After picking up Spanish, French and Igbo, I feel there is no such thing as being fluent in your own language. This idea is simply is a misnomer, and we all have experiences where we have no precise understanding of what is going on in the utilization of our language.
Fluency would mean that you can have a concrete understanding of the syntax and communicate exactly what you are feeling with zero mistakes. That can’t be happening if there are miscommunications between folks that speak the same language.
Those miscommunications occur when one of two things happen. The communicator is not meeting the listener where they are. Conversely, the listener is not seeking to understand the speaker’s point of view. Even if this, which is a roundabout definition of empathy, is done correctly, our heads’ attempt to transfer words to feeling are highly individual according to the surroundings that we are accustomed.

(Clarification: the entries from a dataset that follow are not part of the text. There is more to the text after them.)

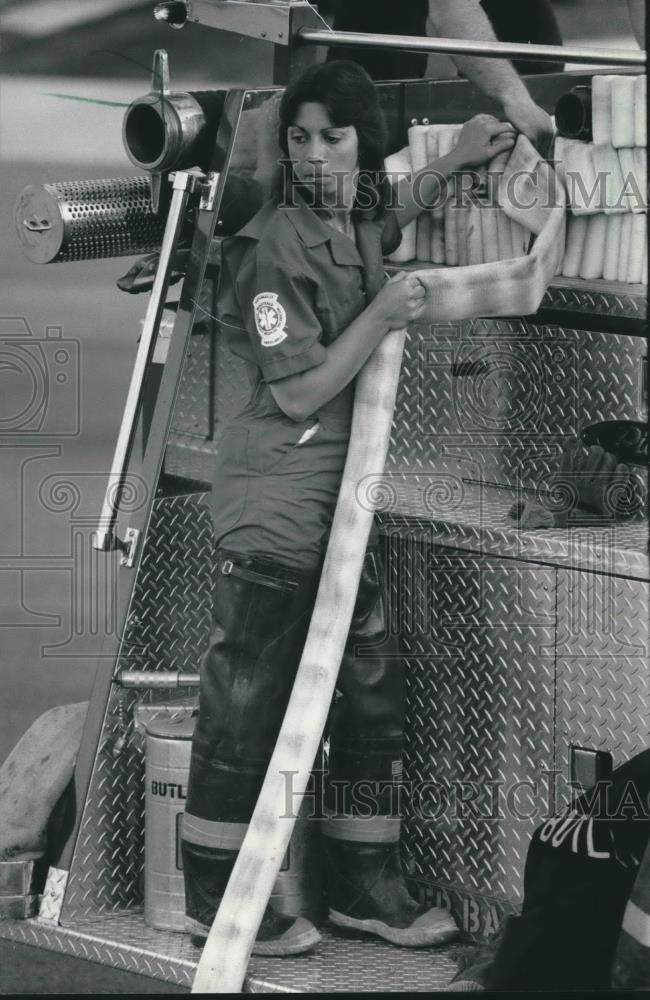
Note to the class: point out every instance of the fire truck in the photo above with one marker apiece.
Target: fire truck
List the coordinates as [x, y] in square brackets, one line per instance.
[526, 643]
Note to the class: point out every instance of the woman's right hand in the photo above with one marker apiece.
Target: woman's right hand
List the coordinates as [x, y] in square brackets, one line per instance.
[400, 301]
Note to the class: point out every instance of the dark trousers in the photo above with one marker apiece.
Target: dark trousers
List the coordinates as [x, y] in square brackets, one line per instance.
[261, 617]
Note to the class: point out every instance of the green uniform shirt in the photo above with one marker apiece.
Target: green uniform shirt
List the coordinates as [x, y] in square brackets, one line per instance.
[290, 284]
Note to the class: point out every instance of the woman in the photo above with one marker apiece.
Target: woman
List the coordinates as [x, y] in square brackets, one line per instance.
[304, 300]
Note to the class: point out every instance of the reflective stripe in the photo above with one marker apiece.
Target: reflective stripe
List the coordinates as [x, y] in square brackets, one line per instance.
[360, 829]
[636, 923]
[209, 833]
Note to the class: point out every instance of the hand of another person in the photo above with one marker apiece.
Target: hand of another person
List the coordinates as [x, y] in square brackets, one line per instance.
[482, 138]
[401, 300]
[529, 118]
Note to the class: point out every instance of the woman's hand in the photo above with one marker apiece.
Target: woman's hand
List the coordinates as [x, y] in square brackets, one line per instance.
[481, 139]
[400, 301]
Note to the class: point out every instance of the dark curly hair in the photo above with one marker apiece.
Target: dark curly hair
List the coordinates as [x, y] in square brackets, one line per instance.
[350, 98]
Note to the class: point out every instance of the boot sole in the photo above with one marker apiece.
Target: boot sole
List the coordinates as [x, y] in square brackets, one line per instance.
[271, 949]
[406, 937]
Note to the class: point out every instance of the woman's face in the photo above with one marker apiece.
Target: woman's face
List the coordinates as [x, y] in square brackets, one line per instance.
[325, 157]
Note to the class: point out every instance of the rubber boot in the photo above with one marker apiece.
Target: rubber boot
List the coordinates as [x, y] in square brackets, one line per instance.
[209, 871]
[262, 613]
[366, 885]
[367, 892]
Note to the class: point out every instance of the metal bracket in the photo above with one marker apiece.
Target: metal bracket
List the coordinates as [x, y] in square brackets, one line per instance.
[209, 191]
[129, 547]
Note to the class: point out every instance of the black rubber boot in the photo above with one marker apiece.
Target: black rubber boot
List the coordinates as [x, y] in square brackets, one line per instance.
[208, 871]
[261, 617]
[366, 885]
[367, 892]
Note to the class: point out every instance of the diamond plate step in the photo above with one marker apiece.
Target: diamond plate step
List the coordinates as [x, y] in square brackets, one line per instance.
[338, 965]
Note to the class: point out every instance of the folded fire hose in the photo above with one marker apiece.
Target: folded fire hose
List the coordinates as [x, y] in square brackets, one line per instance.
[529, 193]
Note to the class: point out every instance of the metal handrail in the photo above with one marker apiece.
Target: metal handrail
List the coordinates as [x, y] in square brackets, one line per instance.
[462, 46]
[104, 538]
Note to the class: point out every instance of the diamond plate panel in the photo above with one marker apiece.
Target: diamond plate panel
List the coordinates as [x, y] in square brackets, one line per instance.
[611, 299]
[489, 399]
[167, 629]
[478, 637]
[603, 686]
[450, 513]
[338, 965]
[500, 400]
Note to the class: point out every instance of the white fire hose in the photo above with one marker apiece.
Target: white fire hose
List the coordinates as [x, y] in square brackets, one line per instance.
[222, 967]
[508, 287]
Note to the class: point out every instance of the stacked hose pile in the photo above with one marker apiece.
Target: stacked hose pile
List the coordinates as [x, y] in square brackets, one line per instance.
[606, 183]
[526, 191]
[467, 226]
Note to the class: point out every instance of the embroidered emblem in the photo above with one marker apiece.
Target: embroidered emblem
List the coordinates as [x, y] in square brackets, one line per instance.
[270, 319]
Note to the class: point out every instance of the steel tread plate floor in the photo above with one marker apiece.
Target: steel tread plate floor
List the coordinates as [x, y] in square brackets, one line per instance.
[355, 964]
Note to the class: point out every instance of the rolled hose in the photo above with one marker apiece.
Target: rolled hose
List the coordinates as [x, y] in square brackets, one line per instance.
[223, 964]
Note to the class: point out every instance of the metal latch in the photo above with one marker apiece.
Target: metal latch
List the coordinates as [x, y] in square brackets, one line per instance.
[209, 191]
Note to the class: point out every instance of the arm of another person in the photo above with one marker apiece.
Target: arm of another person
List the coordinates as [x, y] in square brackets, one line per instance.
[496, 77]
[399, 302]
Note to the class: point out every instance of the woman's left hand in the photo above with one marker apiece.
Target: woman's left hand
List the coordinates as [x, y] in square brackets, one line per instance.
[481, 139]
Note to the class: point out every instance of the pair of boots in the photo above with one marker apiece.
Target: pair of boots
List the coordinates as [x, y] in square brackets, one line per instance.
[366, 891]
[262, 614]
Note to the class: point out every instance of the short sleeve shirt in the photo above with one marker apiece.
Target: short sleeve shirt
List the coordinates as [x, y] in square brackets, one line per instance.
[290, 284]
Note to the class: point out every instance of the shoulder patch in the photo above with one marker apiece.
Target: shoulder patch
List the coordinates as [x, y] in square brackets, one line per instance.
[270, 319]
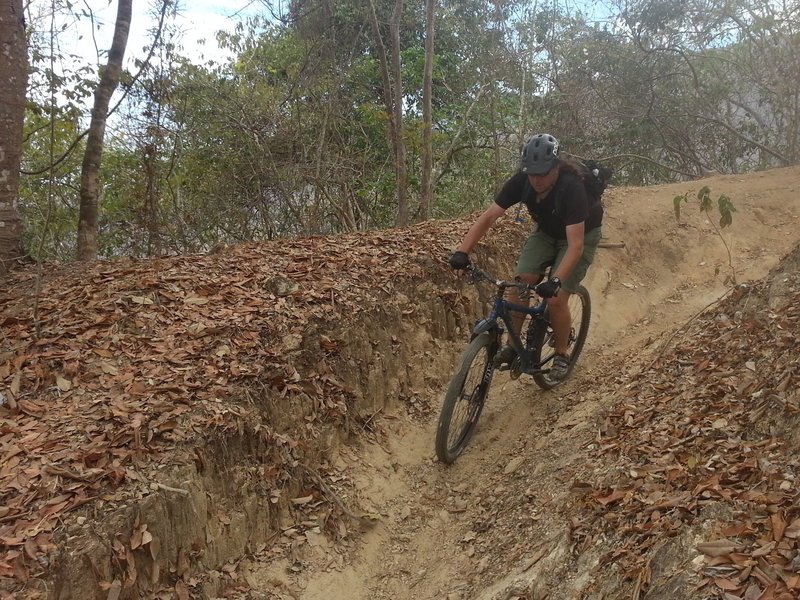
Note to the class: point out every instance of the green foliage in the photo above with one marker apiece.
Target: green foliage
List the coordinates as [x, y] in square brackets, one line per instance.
[726, 209]
[289, 138]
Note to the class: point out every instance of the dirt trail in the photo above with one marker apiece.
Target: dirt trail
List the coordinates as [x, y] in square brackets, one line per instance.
[437, 535]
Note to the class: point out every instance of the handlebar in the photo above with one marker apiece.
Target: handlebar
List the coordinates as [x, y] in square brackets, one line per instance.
[476, 275]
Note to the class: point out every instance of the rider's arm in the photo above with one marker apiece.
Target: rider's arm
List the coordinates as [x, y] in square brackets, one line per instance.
[481, 225]
[574, 251]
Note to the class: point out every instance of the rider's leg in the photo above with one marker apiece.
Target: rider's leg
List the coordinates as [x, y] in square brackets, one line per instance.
[561, 321]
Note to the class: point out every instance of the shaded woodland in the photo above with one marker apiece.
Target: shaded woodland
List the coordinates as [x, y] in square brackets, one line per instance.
[337, 115]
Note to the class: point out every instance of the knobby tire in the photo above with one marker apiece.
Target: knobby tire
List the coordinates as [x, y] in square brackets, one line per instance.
[580, 306]
[465, 397]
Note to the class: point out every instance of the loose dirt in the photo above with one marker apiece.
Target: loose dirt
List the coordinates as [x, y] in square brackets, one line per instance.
[439, 534]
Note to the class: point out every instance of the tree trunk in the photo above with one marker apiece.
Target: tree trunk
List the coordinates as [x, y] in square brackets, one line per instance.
[393, 98]
[90, 170]
[14, 75]
[427, 115]
[401, 169]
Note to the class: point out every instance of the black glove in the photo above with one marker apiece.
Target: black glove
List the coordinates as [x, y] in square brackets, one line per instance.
[459, 260]
[549, 288]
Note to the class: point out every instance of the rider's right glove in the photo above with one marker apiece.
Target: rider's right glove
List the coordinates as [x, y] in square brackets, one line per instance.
[459, 260]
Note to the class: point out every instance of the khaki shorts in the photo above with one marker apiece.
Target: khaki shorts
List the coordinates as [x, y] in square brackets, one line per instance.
[541, 250]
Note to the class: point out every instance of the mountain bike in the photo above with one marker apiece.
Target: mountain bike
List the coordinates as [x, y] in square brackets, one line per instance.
[469, 387]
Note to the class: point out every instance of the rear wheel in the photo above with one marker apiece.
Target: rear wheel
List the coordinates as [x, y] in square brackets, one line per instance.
[465, 397]
[580, 309]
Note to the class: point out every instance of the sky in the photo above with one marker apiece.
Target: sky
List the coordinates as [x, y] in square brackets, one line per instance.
[198, 19]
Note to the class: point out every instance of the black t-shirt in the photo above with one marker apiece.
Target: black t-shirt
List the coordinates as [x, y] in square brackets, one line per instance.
[566, 204]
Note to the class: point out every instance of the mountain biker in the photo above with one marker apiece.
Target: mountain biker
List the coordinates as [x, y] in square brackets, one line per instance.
[566, 234]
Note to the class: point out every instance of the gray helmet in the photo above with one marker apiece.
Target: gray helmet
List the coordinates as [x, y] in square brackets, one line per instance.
[539, 155]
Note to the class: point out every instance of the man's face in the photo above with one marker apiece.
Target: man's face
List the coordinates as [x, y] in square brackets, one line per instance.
[542, 183]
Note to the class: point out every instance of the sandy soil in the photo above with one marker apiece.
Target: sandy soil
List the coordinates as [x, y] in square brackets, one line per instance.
[436, 537]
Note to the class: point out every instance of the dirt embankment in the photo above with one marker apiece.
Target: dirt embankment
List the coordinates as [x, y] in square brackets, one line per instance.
[162, 420]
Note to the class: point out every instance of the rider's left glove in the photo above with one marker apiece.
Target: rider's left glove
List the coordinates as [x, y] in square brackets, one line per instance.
[459, 260]
[549, 288]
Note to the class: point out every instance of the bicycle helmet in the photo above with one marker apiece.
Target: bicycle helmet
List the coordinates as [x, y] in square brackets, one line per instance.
[539, 155]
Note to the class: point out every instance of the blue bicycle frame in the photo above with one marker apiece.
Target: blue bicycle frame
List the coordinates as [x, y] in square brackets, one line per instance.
[501, 310]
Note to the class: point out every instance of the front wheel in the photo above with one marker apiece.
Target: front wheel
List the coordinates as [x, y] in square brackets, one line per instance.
[580, 309]
[465, 397]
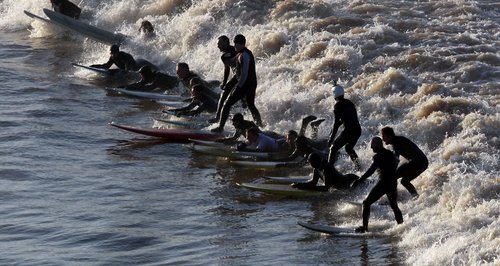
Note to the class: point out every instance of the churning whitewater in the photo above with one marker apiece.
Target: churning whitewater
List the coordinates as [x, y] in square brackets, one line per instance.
[429, 69]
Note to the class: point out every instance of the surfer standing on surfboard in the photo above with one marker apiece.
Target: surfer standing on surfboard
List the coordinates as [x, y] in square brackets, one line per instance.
[417, 161]
[228, 58]
[327, 172]
[385, 161]
[122, 60]
[153, 81]
[345, 114]
[246, 86]
[199, 103]
[66, 8]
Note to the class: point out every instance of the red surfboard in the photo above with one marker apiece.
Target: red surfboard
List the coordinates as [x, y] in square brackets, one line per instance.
[171, 134]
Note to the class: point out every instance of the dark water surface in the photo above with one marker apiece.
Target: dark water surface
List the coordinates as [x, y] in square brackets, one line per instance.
[74, 191]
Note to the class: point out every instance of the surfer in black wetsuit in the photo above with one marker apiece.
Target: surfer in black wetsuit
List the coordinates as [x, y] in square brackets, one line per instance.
[345, 114]
[246, 86]
[240, 125]
[190, 79]
[416, 163]
[147, 29]
[228, 58]
[385, 161]
[124, 61]
[66, 8]
[199, 103]
[327, 172]
[153, 81]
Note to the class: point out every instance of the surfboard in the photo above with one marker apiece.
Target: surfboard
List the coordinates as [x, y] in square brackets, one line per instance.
[264, 164]
[147, 95]
[173, 104]
[85, 29]
[328, 229]
[172, 135]
[338, 231]
[209, 143]
[288, 179]
[280, 189]
[211, 150]
[182, 123]
[94, 69]
[31, 15]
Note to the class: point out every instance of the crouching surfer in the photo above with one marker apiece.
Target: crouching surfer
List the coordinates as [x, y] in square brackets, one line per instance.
[327, 172]
[385, 161]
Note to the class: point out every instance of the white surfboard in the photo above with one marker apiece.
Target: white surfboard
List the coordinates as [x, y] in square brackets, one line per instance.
[209, 143]
[265, 164]
[280, 189]
[94, 69]
[147, 95]
[340, 231]
[182, 123]
[31, 15]
[85, 29]
[288, 179]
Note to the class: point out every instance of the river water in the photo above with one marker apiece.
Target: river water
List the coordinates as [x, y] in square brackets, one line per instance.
[75, 191]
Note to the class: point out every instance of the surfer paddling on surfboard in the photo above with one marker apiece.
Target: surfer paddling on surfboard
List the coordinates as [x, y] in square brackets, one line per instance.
[66, 8]
[124, 61]
[153, 81]
[327, 172]
[199, 103]
[385, 161]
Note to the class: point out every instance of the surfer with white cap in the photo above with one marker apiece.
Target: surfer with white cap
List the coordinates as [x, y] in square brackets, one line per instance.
[66, 8]
[345, 114]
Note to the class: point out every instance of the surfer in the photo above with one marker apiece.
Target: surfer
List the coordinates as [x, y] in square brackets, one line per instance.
[124, 61]
[147, 29]
[153, 81]
[304, 147]
[228, 58]
[199, 103]
[190, 79]
[246, 86]
[416, 163]
[385, 161]
[345, 114]
[66, 8]
[240, 125]
[326, 172]
[262, 142]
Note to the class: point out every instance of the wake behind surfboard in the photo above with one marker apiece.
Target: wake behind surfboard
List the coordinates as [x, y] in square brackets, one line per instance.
[85, 29]
[338, 231]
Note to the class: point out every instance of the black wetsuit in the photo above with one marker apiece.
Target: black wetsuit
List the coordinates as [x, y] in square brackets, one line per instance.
[122, 60]
[245, 88]
[331, 178]
[386, 162]
[197, 106]
[417, 162]
[345, 113]
[193, 79]
[157, 80]
[67, 8]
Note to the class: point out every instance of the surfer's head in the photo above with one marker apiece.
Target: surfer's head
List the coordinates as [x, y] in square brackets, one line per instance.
[315, 160]
[252, 134]
[114, 49]
[146, 27]
[387, 134]
[376, 144]
[182, 70]
[237, 119]
[239, 42]
[145, 72]
[222, 42]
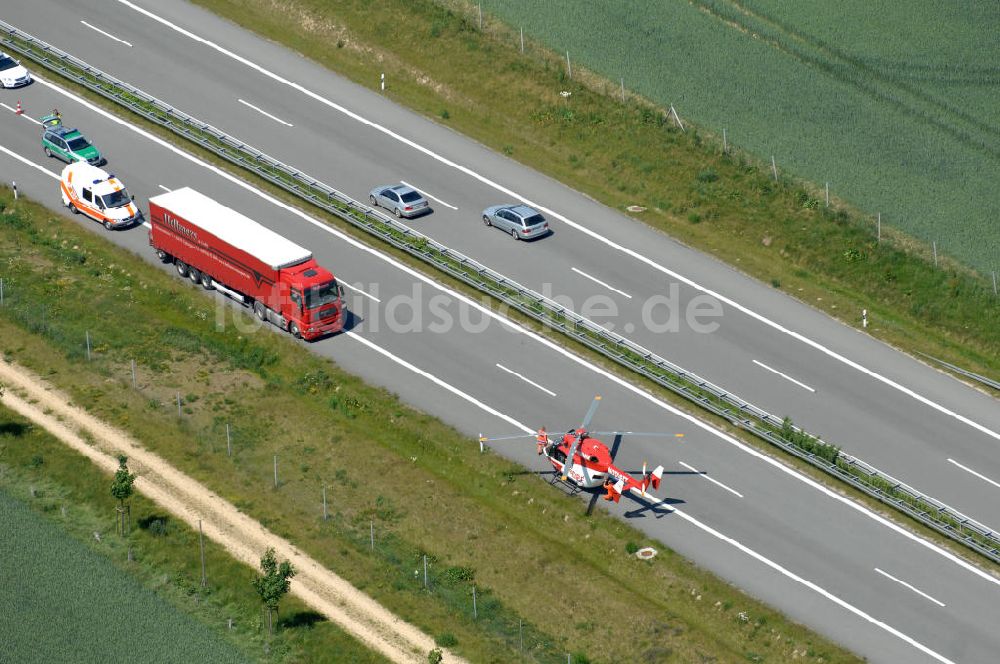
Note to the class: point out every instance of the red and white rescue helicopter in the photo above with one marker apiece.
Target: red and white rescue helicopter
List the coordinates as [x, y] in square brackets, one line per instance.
[590, 463]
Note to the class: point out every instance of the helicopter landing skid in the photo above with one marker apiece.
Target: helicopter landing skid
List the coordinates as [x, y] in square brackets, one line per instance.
[567, 487]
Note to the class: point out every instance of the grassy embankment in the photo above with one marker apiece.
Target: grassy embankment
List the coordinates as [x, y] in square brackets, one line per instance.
[506, 532]
[727, 205]
[92, 603]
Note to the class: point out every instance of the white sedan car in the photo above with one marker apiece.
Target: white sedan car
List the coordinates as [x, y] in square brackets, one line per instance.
[12, 74]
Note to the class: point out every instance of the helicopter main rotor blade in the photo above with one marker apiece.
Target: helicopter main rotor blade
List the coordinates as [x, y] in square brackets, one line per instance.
[590, 412]
[615, 446]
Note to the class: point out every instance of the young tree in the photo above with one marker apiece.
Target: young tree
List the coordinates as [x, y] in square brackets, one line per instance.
[273, 584]
[121, 489]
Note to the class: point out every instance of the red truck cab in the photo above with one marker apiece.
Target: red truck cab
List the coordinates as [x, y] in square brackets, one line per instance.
[221, 248]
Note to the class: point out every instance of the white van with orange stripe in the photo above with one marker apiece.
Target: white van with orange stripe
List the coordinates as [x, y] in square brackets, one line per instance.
[98, 195]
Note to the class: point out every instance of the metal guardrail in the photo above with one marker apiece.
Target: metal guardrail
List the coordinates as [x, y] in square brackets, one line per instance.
[705, 394]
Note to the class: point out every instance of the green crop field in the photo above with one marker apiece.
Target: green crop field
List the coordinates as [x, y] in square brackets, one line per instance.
[65, 603]
[894, 104]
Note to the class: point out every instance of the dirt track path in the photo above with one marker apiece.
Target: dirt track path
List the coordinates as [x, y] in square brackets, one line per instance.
[244, 538]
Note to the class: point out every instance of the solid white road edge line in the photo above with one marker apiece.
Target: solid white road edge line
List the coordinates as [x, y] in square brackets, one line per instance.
[774, 463]
[553, 346]
[598, 281]
[558, 349]
[27, 161]
[265, 113]
[979, 475]
[711, 479]
[526, 380]
[913, 588]
[785, 376]
[355, 288]
[424, 192]
[572, 224]
[106, 34]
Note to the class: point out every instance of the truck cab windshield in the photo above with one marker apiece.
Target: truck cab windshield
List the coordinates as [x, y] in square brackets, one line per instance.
[115, 198]
[317, 296]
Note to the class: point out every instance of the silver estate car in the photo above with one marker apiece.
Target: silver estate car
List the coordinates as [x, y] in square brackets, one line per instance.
[404, 201]
[521, 221]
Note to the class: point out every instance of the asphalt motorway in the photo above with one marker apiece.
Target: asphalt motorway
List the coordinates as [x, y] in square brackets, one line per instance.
[904, 417]
[804, 549]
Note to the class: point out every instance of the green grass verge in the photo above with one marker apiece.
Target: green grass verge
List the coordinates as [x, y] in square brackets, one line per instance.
[726, 205]
[897, 111]
[505, 532]
[94, 604]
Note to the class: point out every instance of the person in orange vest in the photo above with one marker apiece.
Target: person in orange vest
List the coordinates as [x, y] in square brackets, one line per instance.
[541, 440]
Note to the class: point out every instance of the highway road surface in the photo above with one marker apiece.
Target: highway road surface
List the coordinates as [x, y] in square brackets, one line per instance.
[904, 417]
[820, 558]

The communicator speaks and the listener receives. Translating what you are feeling into a word is hard but not impossible. What is truly difficult is for the communicator to understand that the word that was originally translated themselves may not have the same word to feeling relationship held by the listener. Therefore, the listener has a choice. They can just continue as if all people interpret all stimuli equally. or the alternative is to accommodate for this lapse by maximizing for precision over haste.
The communicator must choose decisively how to relay information to the listener in a way that is easiest for them to pick up into the receivers’ belief-set. Folks trying to accomplish this through code switching. Unfortunately, code switching does not work. It leaves a strain on the communicators’ brain to generate an entirely new system, language and belief set which in the long-run leads to erosion of the speakers’ true ability to relay their own feelings.
The most downstream way to get your point across clearly is to, contrary to popular belief, be yourself. Simply couple this with the ability to clarify what you are attempting to relay in two to three completely divergent ways. The signal of success is brevity in communication. With brevity comes the ability to move away from communicating what needs to be done to simply doing.
On the second side of the inflection point, the listener must take the communicators words and translate them into their own belief set. Taking words for face value is disastrous and communication falters on this half of the equation most often because listeners run on autopilot through the belief that they translate others' words of their own language fluently.
The team wins when the listeners’ interpretations that are translated are congruent with the communicators’. When the listener flexes their empathy muscle, the need for overcommunication decreases, and we begin to see brevity.
With brevity comes the ability to move away from communicating what needs to be done to simply doing.